Let $\{f_\alpha: \alpha\in A\}$ be a set of continuous functions $f_\alpha: X\to Y$. If $A, X, Y$ are all topological spaces, then is is true that $F: X\times A\to Y$ given by $F(x, a) = f_a(x)$ is continuous?
I'm also interested in a more specific application of this statement. In my undergraduate topology class, the definition of a space $X$ being path-connected is that for any $x_1, x_2\in X$ there exists a continuous $h_{x_1, x_2}: [0, 1]\to X$. If we define $H: X\times X\times [0, 1]\to X$ by $H(x_1, x_2, t) = h_{x_1, x_2}(t)$, then is $H$ necessarily continuous?

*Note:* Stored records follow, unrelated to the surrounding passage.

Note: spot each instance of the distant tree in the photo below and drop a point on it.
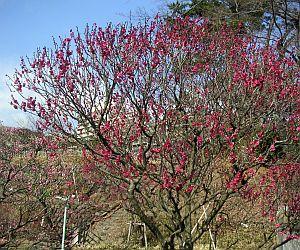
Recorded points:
(32, 173)
(273, 21)
(179, 116)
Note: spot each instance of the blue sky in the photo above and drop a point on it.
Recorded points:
(28, 24)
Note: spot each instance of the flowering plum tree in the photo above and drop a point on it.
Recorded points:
(32, 174)
(181, 117)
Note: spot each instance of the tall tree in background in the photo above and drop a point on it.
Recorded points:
(273, 21)
(179, 116)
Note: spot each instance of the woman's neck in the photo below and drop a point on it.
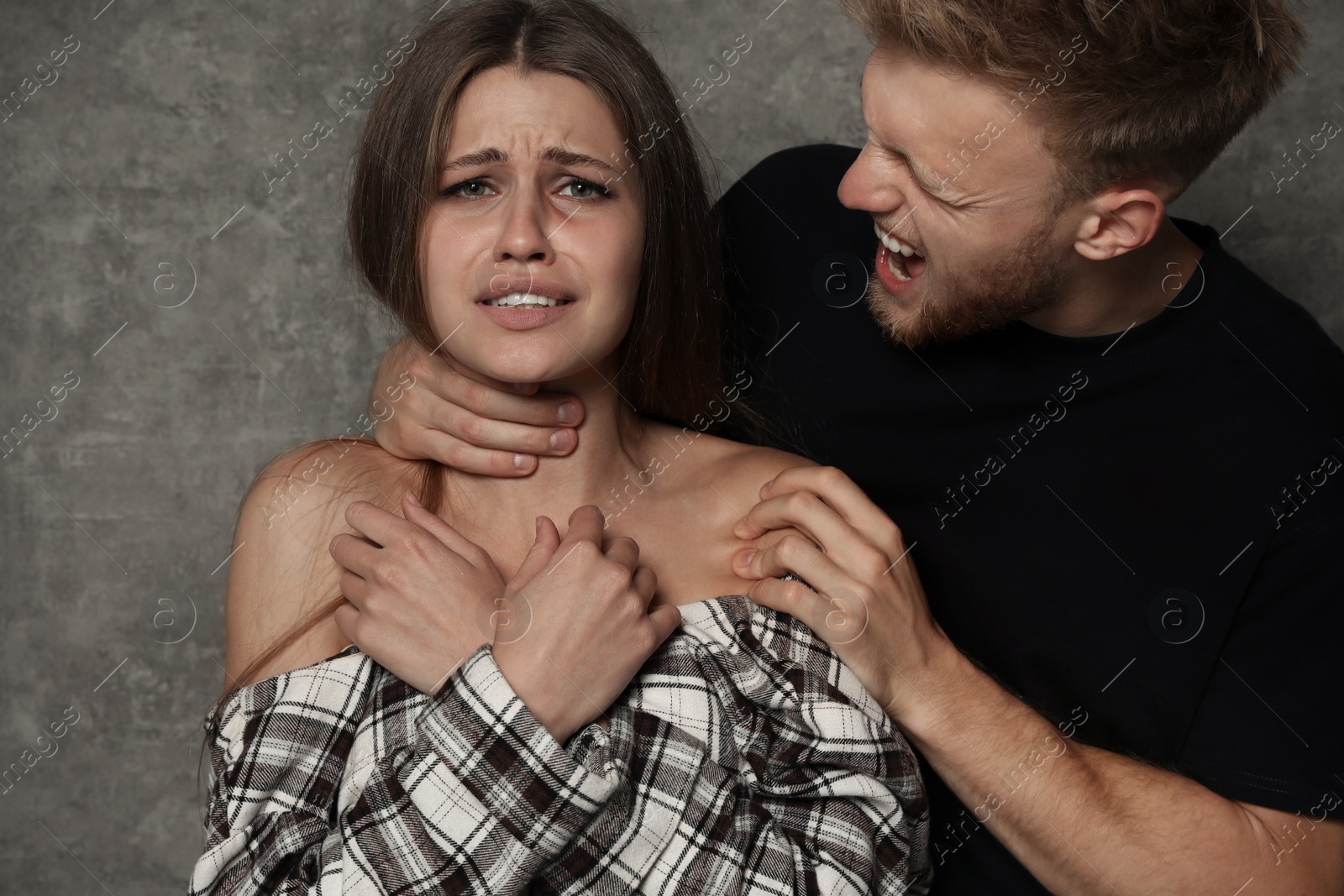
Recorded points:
(499, 513)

This is not true. Consider the following family $f_t:\mathbb R\to\mathbb R$ for $t\in[0,1]$ defined by $$f_t(x)=\left\{\begin{array}{lcl} x&:&0\leq t\leq\frac{1}{2}\\ -x&:&\frac{1}{2}<x<1. \end{array}\right.$$ Then $f_t$ is continuous for all $t$, but the map $(x,t)\mapsto f_t(x)$ is not continuous on $\mathbb R\times[0,1]$.
The problem with the case you are concerned with is that path connectedness ensures the existence of a path, not that the path depend continuously on the points. So you're question is not well-defined. There are many choices for the path, hence many choices for the function $H$. and not all of them will be continuous. For example, we can take $H:\mathbb R^2\times \mathbb R^2\times[0,1]\to\mathbb R^2$ to be $$H(x_1,x_2,t)=(1-t)x_1+tx_2$$ for $x_1\neq(1,0)$ and ,$x_2\neq(-1,0)$, and take $$H((1,0),(-1,0),t)=(\cos(\pi t),\sin(\pi t)),$$ and obtain a non-continuous map. That's not to say you can't define a map $H:X\times X\times[0,1]\to X$ which will be continuous with $H(x_1,x_2,0)=x_1$ and $H(x_1,x_2,1)=x_2$ for all $x_1,x_2\in X$, but as the example suggests, it's certainly not guaranteed.